The film shows the need for the staff to undergo the same process in the vipassana meditation course before offering it to the inmates.

It is crucial for us, particularly us Westerners, not to be arrogant but to have the courage, the sincerity, the integrity and humility to consider the possibility that we do not know what this is really about. And more than this, it is to allow the possibility that we do not even know of the existence of something coming across in this film, something that underlies (as the submerged part of the iceberg) and is the foundation for the short course of vipassana meditation. The latter is possible in a Far Eastern setting because of the cultural foundations it is based on. But it would not be the same in a Western setting because we lack the underlying cultural foundations for it.

And so, rather than try to fit what is presented in the film into our preconceived culturally-defined assumptions, we would do well to look carefully at our own assumptions and to question them.

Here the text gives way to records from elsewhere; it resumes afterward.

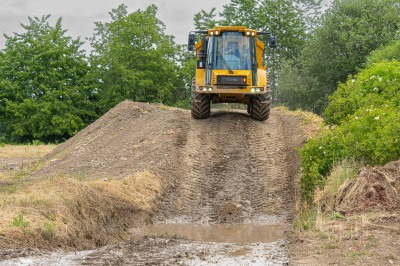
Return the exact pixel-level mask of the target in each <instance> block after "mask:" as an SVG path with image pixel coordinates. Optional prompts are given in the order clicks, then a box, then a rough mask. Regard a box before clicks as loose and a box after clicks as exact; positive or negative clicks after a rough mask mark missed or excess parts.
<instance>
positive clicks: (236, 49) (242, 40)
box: [213, 32, 252, 70]
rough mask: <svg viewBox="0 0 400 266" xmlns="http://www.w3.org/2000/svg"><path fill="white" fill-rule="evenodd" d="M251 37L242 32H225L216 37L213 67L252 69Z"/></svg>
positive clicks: (223, 32) (225, 68)
mask: <svg viewBox="0 0 400 266" xmlns="http://www.w3.org/2000/svg"><path fill="white" fill-rule="evenodd" d="M250 40H251V38H249V37H245V36H243V34H242V33H241V32H223V33H222V35H221V36H217V37H215V43H214V45H215V46H214V47H215V50H216V53H215V54H214V56H215V60H214V63H213V69H228V70H249V69H251V65H252V64H251V56H252V53H251V52H250V49H251V44H250Z"/></svg>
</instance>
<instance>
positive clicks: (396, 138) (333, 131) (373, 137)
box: [301, 92, 400, 199]
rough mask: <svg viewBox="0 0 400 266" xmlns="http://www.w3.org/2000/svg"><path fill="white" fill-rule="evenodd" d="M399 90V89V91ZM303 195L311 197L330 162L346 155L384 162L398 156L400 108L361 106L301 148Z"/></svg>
mask: <svg viewBox="0 0 400 266" xmlns="http://www.w3.org/2000/svg"><path fill="white" fill-rule="evenodd" d="M399 93H400V92H399ZM301 157H302V163H303V176H302V179H301V188H302V193H303V196H304V197H305V198H307V199H311V197H312V195H313V192H314V190H315V188H317V187H320V188H322V187H323V186H324V184H325V177H326V176H327V175H328V174H329V172H330V171H331V169H332V166H333V165H334V164H335V163H337V162H339V161H341V160H343V159H346V158H354V159H356V160H358V161H363V162H365V163H367V164H370V165H383V164H385V163H388V162H390V161H393V160H398V159H399V158H400V110H399V108H398V106H394V105H393V104H389V103H387V104H386V105H384V106H382V107H379V108H374V109H368V108H360V109H359V110H357V112H356V113H355V114H354V115H353V116H352V117H350V116H349V117H348V120H347V121H344V122H343V123H342V124H341V125H340V126H336V127H333V128H332V129H331V130H330V131H324V132H322V133H320V134H319V136H318V137H316V138H314V139H312V140H310V141H309V142H308V143H307V144H306V145H305V147H304V148H303V149H302V150H301Z"/></svg>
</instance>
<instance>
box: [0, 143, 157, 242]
mask: <svg viewBox="0 0 400 266" xmlns="http://www.w3.org/2000/svg"><path fill="white" fill-rule="evenodd" d="M54 147H55V146H53V145H52V146H49V145H39V146H10V145H5V146H4V147H1V148H0V149H1V156H3V158H4V157H6V158H10V159H12V158H15V157H19V156H23V157H24V158H38V156H44V155H45V154H47V153H48V152H49V151H51V150H52V149H53V148H54ZM13 156H15V157H13ZM45 165H46V163H38V164H31V165H26V166H24V167H22V168H21V169H19V170H14V171H6V172H2V173H0V213H1V219H0V235H1V236H2V237H1V239H2V241H0V248H10V247H13V246H21V247H22V246H24V245H27V246H28V247H29V246H36V247H39V246H42V247H45V246H48V245H52V244H54V245H56V244H55V243H57V245H58V244H60V245H63V246H74V247H76V246H80V247H81V248H92V247H95V246H97V245H101V244H104V243H110V242H113V241H119V240H121V237H122V236H123V232H124V230H126V229H128V227H130V226H132V225H133V224H134V222H135V217H136V216H135V215H136V214H137V213H139V212H148V213H149V212H150V211H151V210H152V208H153V207H154V205H155V202H156V200H157V198H158V197H159V196H160V194H161V193H162V187H163V185H162V183H161V180H160V178H159V177H158V176H157V175H155V174H153V173H150V172H141V173H135V174H132V175H130V176H126V177H125V178H120V179H116V178H112V177H110V178H108V179H107V181H103V180H94V179H93V178H90V179H89V178H88V179H87V178H82V177H81V176H77V177H75V176H66V175H59V176H52V177H40V178H37V177H32V175H31V173H32V172H33V171H35V170H37V169H39V168H40V167H43V166H45ZM103 242H104V243H103Z"/></svg>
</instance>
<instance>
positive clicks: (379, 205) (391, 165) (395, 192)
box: [335, 161, 400, 214]
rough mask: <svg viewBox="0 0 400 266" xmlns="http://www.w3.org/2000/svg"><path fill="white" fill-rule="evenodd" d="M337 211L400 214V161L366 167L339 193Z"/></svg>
mask: <svg viewBox="0 0 400 266" xmlns="http://www.w3.org/2000/svg"><path fill="white" fill-rule="evenodd" d="M335 209H336V210H337V211H340V212H343V213H346V214H348V213H361V212H366V211H372V210H373V211H399V210H400V161H394V162H391V163H389V164H387V165H385V166H383V167H370V166H368V167H364V168H363V169H362V170H361V171H360V173H359V174H358V176H357V177H356V178H354V179H351V180H347V181H346V182H345V183H344V184H343V185H342V186H341V187H340V189H339V191H338V193H337V194H336V199H335Z"/></svg>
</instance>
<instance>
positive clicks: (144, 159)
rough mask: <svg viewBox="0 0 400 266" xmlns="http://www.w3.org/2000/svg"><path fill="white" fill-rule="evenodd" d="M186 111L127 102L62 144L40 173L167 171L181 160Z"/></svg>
mask: <svg viewBox="0 0 400 266" xmlns="http://www.w3.org/2000/svg"><path fill="white" fill-rule="evenodd" d="M186 113H187V111H184V110H178V109H172V108H167V107H165V106H163V105H157V104H146V103H134V102H130V101H124V102H122V103H120V104H119V105H117V106H116V107H114V108H113V109H111V110H110V111H109V112H107V113H106V114H105V115H104V116H102V117H101V118H100V119H98V120H97V121H95V122H94V123H93V124H91V125H89V126H88V127H87V128H85V129H84V130H82V131H81V132H79V133H78V134H77V135H75V136H74V137H73V138H71V139H69V140H68V141H66V142H65V143H63V144H62V145H60V146H58V147H57V148H56V149H54V151H53V152H52V153H51V154H49V155H48V156H47V158H46V160H47V163H48V165H47V166H46V167H43V168H42V169H40V170H39V171H37V172H36V173H35V175H36V176H39V177H41V176H54V175H60V174H63V175H72V176H74V177H78V178H79V179H91V178H104V179H113V178H123V177H126V176H131V175H132V174H135V173H140V172H146V171H150V172H156V173H161V176H165V175H164V172H165V171H168V170H170V169H167V168H170V167H169V166H170V165H171V164H175V163H176V162H177V161H178V158H177V154H176V152H175V151H176V149H177V145H179V142H180V140H181V138H182V137H181V133H182V130H183V128H182V127H184V124H185V123H184V121H185V120H186V119H187V117H186V116H187V115H185V114H186Z"/></svg>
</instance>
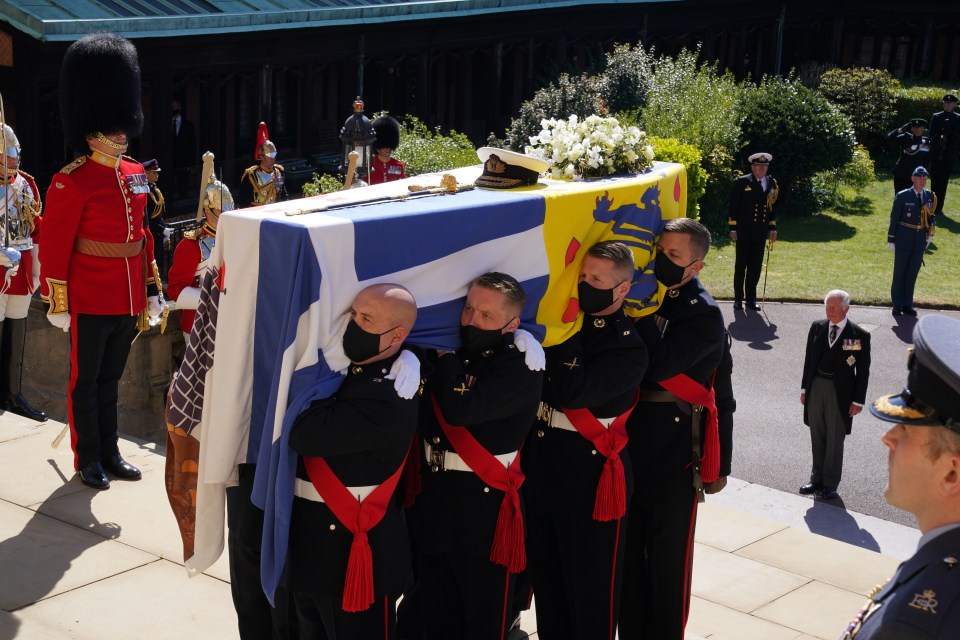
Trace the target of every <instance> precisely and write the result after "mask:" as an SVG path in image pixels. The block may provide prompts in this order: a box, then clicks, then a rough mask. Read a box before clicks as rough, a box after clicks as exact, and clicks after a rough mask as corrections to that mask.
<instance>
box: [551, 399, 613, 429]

What is sadly lacking in Western society is an understanding of the nature and role of what we regard as our ‘self’, ‘I’, ‘me’ and our intellect, reasoning and logic. If we are to help ourselves, to change, we first need to help others. If we are to help others we first need to help ourselves. If we are to help anybody drowning we first need to become strong swimmers before jumping in.

One last, but equally important, point is that ten days of what is shown in the film is not nearly, not even remotely, long enough to bring about the deep and lasting changes that need to occur in us for a real change of heart, to be able to cope with emotion, and to see life as it really is. Several weeks or months or years cooped up in one cell can bring changes in us that render us prepared for a strict course in self-discipline like this ten day course of vipassana meditation.

Nothing could be more important for us when it is our turn to suffer emotionally, psychologically and mentally, whether feeling disappointed, frustrated, resentful, frightened, angry, remorseful, stressed, anxious, grieving or depressed.

I hope you find the film interesting and moving and I hope that it might fan an existing interest or spark a new one in the practice, which the film shows an aspect of as it has been for more than two thousand five hundred years.